124. Madam President, today, I have spoken at some length about the Government's work in the coming year, focusing mainly on three areas -education, poverty and governance. Education reform should be a matter of concern for society generally; the poor need our support; the implementation of various policies requires the monitoring, support and participation of the public. I sincerely hope that every member of the community can join hands with me, sharing common goals, so together we can build a better Hong Kong.

125. Four years ago, when I stood for election as Chief Executive, I presented my vision for Hong Kong entitled "Building a 21st Century Hong Kong Together". In my manifesto I said, "I see a stable, equitable, compassionate and democratic society with clarity of direction and unity of purpose; I see an increasingly affluent and well-educated population, proud of our new identity and our Chinese heritage; I see an economy that is one of the most important in the world; I see Hong Kong, as a Special Administrative Region of China, making significant contributions as China emerges as a leader amongst the community of nations." This vision was well-received. Since I took office, the SAR Government has been working hard towards this vision under my leadership. We have carried out a wide range of measures and reforms. Considerable progress has been made. However, as I mentioned earlier, certain new initiatives such as those on environmental protection take time to realise the full effects or to see positive results. In achieving our vision, we must move forward with conviction and perseverance.

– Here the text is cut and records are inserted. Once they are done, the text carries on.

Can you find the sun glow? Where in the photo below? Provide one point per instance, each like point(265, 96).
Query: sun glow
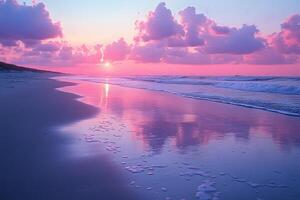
point(107, 64)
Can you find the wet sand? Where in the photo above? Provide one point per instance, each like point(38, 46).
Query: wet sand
point(34, 162)
point(171, 147)
point(114, 142)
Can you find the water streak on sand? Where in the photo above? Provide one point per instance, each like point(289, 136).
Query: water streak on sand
point(275, 94)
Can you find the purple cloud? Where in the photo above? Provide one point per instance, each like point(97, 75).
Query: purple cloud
point(26, 23)
point(116, 51)
point(150, 52)
point(236, 41)
point(160, 24)
point(288, 40)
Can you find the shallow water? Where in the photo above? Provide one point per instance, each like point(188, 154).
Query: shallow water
point(170, 147)
point(276, 94)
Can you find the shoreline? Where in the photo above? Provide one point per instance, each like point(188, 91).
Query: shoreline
point(34, 159)
point(192, 96)
point(73, 140)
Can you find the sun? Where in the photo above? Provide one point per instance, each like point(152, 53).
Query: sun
point(107, 64)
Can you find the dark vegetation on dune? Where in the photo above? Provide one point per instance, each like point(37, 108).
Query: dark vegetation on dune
point(5, 67)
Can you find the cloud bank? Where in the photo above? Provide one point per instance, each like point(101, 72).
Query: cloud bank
point(30, 36)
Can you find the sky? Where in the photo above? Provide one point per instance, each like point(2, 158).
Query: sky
point(246, 37)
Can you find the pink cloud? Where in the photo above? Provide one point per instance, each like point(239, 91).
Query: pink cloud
point(159, 24)
point(116, 51)
point(191, 38)
point(288, 40)
point(150, 52)
point(29, 24)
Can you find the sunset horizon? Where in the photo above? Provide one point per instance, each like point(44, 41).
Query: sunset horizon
point(150, 100)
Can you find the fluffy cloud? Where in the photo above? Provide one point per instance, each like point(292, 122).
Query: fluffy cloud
point(29, 24)
point(288, 40)
point(150, 52)
point(159, 24)
point(190, 38)
point(116, 51)
point(235, 41)
point(269, 56)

126. Over the past three years, it has been widely recognised, both locally and internationally, that the Central Government has honoured all its pledges on Hong Kong. The concept of "One Country, Two Systems" has been fully implemented. The Central Government has not interfered in the affairs within the scope of our autonomy and this should have eliminated all the doubts and anxieties that some people had before 1997. With such a high degree of autonomy, it is up to us to determine how well we perform and whether we can continue to progress in the 21st Century. Indeed, Hong Kong has achieved remarkable success in many areas. For instance, the consolidation of our judicial system, the further development of our free market economy and the enhancement of our position as an international financial centre have all won widespread recognition. We can certainly take pride in this and look ahead to our future with full confidence.